When she first saw her brother-in-law at the door, the other day, smiling as if he had a beautiful secret that he may share with the world any minute, something hit her powerfully right in the middle of her chest. He was so attractive, so lovable. She felt comfortable with him right from the start. In fact, she felt closer to him than to the man she had married.

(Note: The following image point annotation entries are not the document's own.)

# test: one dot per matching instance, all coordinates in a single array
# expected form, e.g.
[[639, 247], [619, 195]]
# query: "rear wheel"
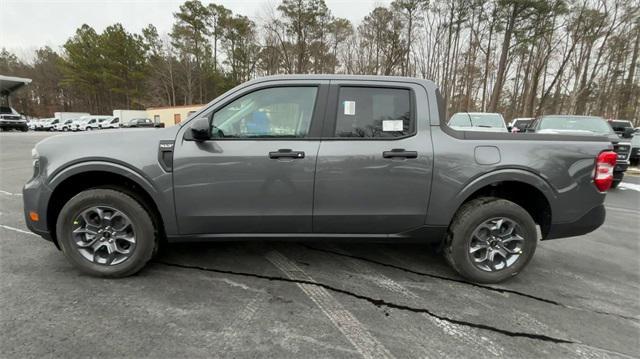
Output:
[[104, 232], [490, 240]]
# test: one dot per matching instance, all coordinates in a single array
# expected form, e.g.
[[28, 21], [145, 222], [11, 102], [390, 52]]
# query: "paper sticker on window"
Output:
[[350, 108], [392, 125]]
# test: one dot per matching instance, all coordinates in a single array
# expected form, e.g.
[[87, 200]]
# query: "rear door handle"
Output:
[[286, 153], [400, 153]]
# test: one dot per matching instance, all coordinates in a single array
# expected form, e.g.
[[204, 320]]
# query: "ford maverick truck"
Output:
[[325, 157]]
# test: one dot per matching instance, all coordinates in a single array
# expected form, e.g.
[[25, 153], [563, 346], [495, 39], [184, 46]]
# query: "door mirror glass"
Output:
[[200, 129]]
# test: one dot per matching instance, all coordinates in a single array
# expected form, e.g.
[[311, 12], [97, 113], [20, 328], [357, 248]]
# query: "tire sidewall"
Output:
[[142, 226], [462, 236]]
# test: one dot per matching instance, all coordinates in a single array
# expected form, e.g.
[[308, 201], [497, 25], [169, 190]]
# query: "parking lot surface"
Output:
[[579, 297]]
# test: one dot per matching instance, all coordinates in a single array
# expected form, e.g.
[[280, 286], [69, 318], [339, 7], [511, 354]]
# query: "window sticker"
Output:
[[350, 108], [392, 125]]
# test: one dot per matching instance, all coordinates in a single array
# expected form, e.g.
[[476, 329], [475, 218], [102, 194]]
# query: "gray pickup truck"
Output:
[[331, 157]]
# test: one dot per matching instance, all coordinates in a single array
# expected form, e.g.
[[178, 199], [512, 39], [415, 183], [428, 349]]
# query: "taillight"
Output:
[[605, 163]]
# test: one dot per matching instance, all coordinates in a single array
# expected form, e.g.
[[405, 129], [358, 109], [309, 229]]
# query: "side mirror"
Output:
[[201, 129]]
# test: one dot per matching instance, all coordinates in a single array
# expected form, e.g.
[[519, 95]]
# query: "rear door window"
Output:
[[371, 112]]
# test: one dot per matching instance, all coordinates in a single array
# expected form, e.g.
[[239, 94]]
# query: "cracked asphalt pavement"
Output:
[[579, 297]]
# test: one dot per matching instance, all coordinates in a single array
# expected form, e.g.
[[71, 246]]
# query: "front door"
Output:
[[256, 173], [374, 168]]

Now, as she was putting on her dressing gown and searching for her slippers under the bed, she watched her husband at that ungodly hour. On his back (he always slept on his back; that's why he always snored, she was sure.) He had that strangely benign expression on his face, even in his sleep, the look of a man with a clean conscience. She hated it. "Boring, dull, predictable," she whispered to herself, still unable to find the slipper.

Finally, she got up dispirited, hit the chair (that he must have stupidly left in the middle of the room) and tiptoed to the guest bedroom. That room, like their bedroom, was lit by the flashing hotel signs across the street, off and on, off and on. For a moment, she watched her brother-in-law's sleeping face lit by the red lights, then darkened, then lit again adding some secret, new expression to his face...

He must have been too warm, because all the sheets and covers were on the floor in a mess, his pajamas unbuttoned, disclosing his hairy chest evenly rising in deep sleep. His curly hair was a mess, giving him an innocent, vulnerable look. She craved to caress him like a lost child, and only dared to touch his hair, gently, very gently. He moved in his sleep, and she blushed deeply, quickly leaving the room, like a thief.

Back in the bedroom, her husband was still asleep, now turned on the side. She shook him vigorously, "Wake up. Didn't you hear the alarm clock?" -- Then she went out to the balcony.

Outside, the night was peaceful and starry. Just an ordinary night. Perhaps, out there, in the far-off horizon, the storm was rising.